- Dr Callender
- Born: 5 April 1914 Sidcup, Kent, England
- Died: 17 August 2004 (aged 90) Oxford, Oxfordshire, England
- Citizenship: United Kingdom
- Education: Godolphin School
- Alma mater: University of St Andrews
- Spouse: Ivan Gyula Árpád Monostori ​ ​(m. 1957)​
- Scientific career
- Fields: Haematology
- Institutions: Dundee Royal Infirmary; University of Oxford;

= Sheila Callender =

Sheila Theodora Elsie Callender (5 April 1914 – 17 August 2004) was a British physician and haematologist. She spent the majority of her career at Oxford University, and has been credited with helping to establish haematology as a distinct medical discipline.

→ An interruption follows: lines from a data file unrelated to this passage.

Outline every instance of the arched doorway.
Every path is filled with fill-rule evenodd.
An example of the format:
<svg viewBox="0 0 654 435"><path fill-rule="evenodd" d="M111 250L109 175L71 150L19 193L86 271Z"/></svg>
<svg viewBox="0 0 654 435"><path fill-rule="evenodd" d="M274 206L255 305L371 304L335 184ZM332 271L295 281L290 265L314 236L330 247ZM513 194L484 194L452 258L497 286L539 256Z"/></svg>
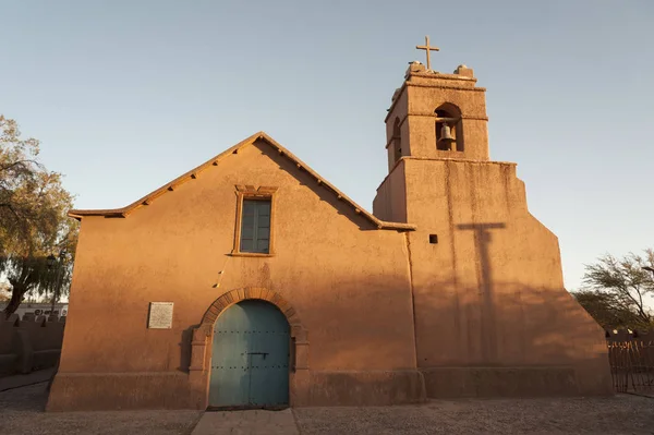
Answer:
<svg viewBox="0 0 654 435"><path fill-rule="evenodd" d="M290 327L274 304L247 299L216 319L209 407L282 408L289 404Z"/></svg>

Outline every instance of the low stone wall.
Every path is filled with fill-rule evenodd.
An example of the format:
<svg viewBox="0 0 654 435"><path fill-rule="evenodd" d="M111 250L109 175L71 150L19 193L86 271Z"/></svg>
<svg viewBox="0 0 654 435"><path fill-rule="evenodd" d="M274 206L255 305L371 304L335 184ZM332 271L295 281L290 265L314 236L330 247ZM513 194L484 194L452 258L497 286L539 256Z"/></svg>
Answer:
<svg viewBox="0 0 654 435"><path fill-rule="evenodd" d="M65 316L25 314L20 319L15 314L4 318L0 313L0 376L56 366L64 326Z"/></svg>

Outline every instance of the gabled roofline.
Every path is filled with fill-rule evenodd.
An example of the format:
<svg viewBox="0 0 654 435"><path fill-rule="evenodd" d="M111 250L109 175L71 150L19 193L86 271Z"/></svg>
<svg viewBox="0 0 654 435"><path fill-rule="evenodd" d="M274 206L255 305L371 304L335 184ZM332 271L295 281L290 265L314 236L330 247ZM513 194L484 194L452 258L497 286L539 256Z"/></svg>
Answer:
<svg viewBox="0 0 654 435"><path fill-rule="evenodd" d="M159 196L164 195L165 193L174 191L179 185L181 185L187 181L196 179L197 174L199 172L202 172L205 169L208 169L213 166L218 166L218 162L220 160L222 160L225 157L227 157L231 154L239 154L239 150L241 150L242 148L244 148L249 145L254 144L258 140L262 140L263 142L268 144L277 153L279 153L280 156L283 156L283 157L288 158L289 160L291 160L298 167L298 169L303 170L306 173L308 173L310 176L312 176L312 178L314 178L316 180L316 183L318 185L322 185L325 189L327 189L328 191L330 191L334 195L336 195L336 197L339 201L342 201L343 203L349 205L351 208L353 208L354 213L356 213L358 215L361 215L364 218L366 218L367 220L370 220L373 225L375 225L377 227L377 229L397 230L397 231L414 231L415 230L415 226L411 225L411 223L388 222L388 221L376 218L371 213L366 212L363 207L361 207L359 204L356 204L354 201L352 201L348 195L346 195L344 193L339 191L330 182L328 182L323 177L320 177L316 171L311 169L308 167L308 165L306 165L304 161L300 160L298 157L295 157L295 155L293 155L291 152L289 152L287 148L281 146L279 143L277 143L277 141L275 141L272 137L268 136L264 132L255 133L252 136L247 137L246 140L239 142L237 145L232 146L231 148L225 150L223 153L220 153L219 155L217 155L214 158L210 158L209 160L205 161L204 164L199 165L198 167L191 169L189 172L175 178L174 180L172 180L169 183L166 183L161 188L145 195L141 200L135 201L134 203L128 205L126 207L112 208L112 209L85 209L85 210L71 209L68 215L77 220L82 220L82 218L84 216L105 216L105 217L110 217L110 218L111 217L126 218L130 214L134 213L136 209L152 204L153 201L157 200Z"/></svg>

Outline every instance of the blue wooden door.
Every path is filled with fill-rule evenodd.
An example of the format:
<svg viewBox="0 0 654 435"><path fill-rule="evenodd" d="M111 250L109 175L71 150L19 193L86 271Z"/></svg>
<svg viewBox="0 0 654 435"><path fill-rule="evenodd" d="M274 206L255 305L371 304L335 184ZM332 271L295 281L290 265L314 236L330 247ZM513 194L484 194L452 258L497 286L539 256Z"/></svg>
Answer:
<svg viewBox="0 0 654 435"><path fill-rule="evenodd" d="M289 324L272 304L241 301L214 326L209 407L267 408L289 402Z"/></svg>

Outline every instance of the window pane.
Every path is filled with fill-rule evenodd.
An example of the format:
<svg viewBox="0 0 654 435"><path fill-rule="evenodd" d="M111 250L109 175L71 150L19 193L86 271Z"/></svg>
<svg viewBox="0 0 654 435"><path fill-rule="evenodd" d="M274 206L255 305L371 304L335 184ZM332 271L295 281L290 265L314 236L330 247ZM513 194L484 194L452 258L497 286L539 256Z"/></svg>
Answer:
<svg viewBox="0 0 654 435"><path fill-rule="evenodd" d="M252 201L252 200L243 201L243 216L254 215L254 210L256 209L256 203L258 203L258 201Z"/></svg>
<svg viewBox="0 0 654 435"><path fill-rule="evenodd" d="M270 202L257 201L257 212L259 216L270 216Z"/></svg>
<svg viewBox="0 0 654 435"><path fill-rule="evenodd" d="M270 201L244 200L241 216L241 252L270 252Z"/></svg>
<svg viewBox="0 0 654 435"><path fill-rule="evenodd" d="M252 240L245 240L245 239L241 239L241 251L242 252L253 252L253 241Z"/></svg>
<svg viewBox="0 0 654 435"><path fill-rule="evenodd" d="M269 242L267 239L259 239L257 240L257 252L262 252L262 253L268 253L268 246L269 246Z"/></svg>
<svg viewBox="0 0 654 435"><path fill-rule="evenodd" d="M257 219L259 228L270 228L270 216L259 216Z"/></svg>

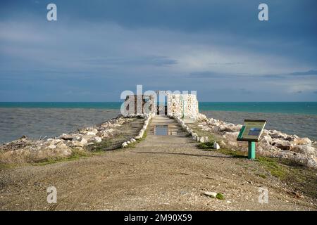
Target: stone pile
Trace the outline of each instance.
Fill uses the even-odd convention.
[[[199,115],[199,127],[203,131],[216,134],[220,140],[221,148],[247,150],[247,143],[237,141],[242,125],[225,122]],[[263,155],[289,158],[310,167],[317,168],[317,142],[297,135],[289,135],[277,130],[264,129],[256,151]]]
[[[145,120],[144,120],[144,122],[143,124],[143,127],[139,131],[139,134],[134,139],[131,139],[128,141],[123,142],[121,146],[123,148],[128,147],[129,146],[129,144],[132,143],[137,141],[137,140],[141,139],[143,137],[143,136],[144,135],[144,132],[147,130],[147,127],[149,126],[149,124],[153,115],[154,115],[153,114],[149,113],[149,114],[137,114],[135,115],[128,116],[128,117],[130,117],[130,118],[134,117],[139,117],[142,118],[144,118]]]

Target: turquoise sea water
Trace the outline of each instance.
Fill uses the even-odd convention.
[[[120,109],[120,102],[0,103],[0,108]],[[200,102],[199,110],[317,115],[317,102]]]

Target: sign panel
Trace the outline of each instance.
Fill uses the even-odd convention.
[[[266,120],[245,120],[237,141],[259,141]]]

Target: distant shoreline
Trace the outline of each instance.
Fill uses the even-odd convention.
[[[200,110],[209,118],[233,124],[244,119],[266,120],[267,129],[276,129],[317,141],[317,115]],[[23,135],[39,139],[54,137],[78,128],[92,126],[116,117],[118,109],[0,108],[0,143]],[[36,118],[36,119],[35,119]]]
[[[122,102],[0,102],[0,108],[120,110]],[[317,102],[199,102],[199,111],[317,115]]]

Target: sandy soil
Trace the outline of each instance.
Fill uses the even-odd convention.
[[[155,136],[169,124],[176,135]],[[135,148],[106,151],[75,161],[0,171],[2,210],[316,210],[307,196],[295,198],[287,185],[257,162],[197,148],[173,120],[154,118]],[[266,173],[260,177],[259,173]],[[57,203],[46,188],[57,188]],[[268,202],[258,201],[259,187]],[[221,193],[224,200],[205,191]]]

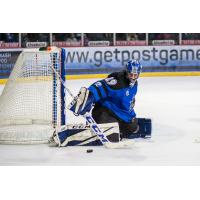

==Early life and education==
Callender was born on 5 April 1914 in Sidcup, Kent, to Thomas Marshall Callender, a general practitioner, and Charlotte Elizabeth Marie Rose (née Hoysted). Her mother and father were of Irish and Scottish descent respectively. She attended secondary school at the Godolphin School in Salisbury. She attended the University of St Andrews from 1932, earning a BSc in 1935 and an MBChB in 1938. Upon her latter graduation, she received a gold medal recognising her as the best student of her year. She graduated with an MD in 1944 for her research on anaemia during pregnancy.

==Career==
Callender began her career as a junior doctor at Dundee Royal Infirmary. In 1940, she was appointed to the Scottish Blood Transfusion Service as an assistant in pathology and medical officer. She worked at Oxford University from 1942 to 1946 as a house officer and research assistant. In 1946, she received a fellowship from the Rockefeller Foundation to conduct research in haematology in St. Louis, Missouri, until 1948. Upon her return to the United Kingdom, she was appointed reader and later a consultant physician at Oxford's Nuffield Department of Clinical Medicine, where she spent the rest of her career. She was made a Fellow of the Royal College of Physicians in 1962 and awarded a DSc by Oxford University in 1970. She has been recognised as one of a group of physicians in the United Kingdom and North America who helped to establish haematology as a distinct discipline of medicine.

Callender's contributions to haematology included research on iron absorption and the effects and management of iron overload. She studied some of the most common causes of anaemia: iron deficiency, vitamin B12 deficiency, and folate deficiency. She also worked with Rob Race to develop a new method for determining the lifespan of red blood cells, and helped Leslie Witts on early studies of chemotherapy regimens for treating leukaemia. She and her colleagues at Oxford designed one of the first whole-body counters to measure radioactivity within the body.

==Personal life==
Callender married Ivan Gyula Árpád Monostori, a Hungarian refugee studying medicine at Oxford, in 1957; they lived together in Oxford and Scotland with "a collection of rather terrifying mastiffs". Callender died from leukaemia on 17 August 2004 at John Radcliffe Hospital in Oxford.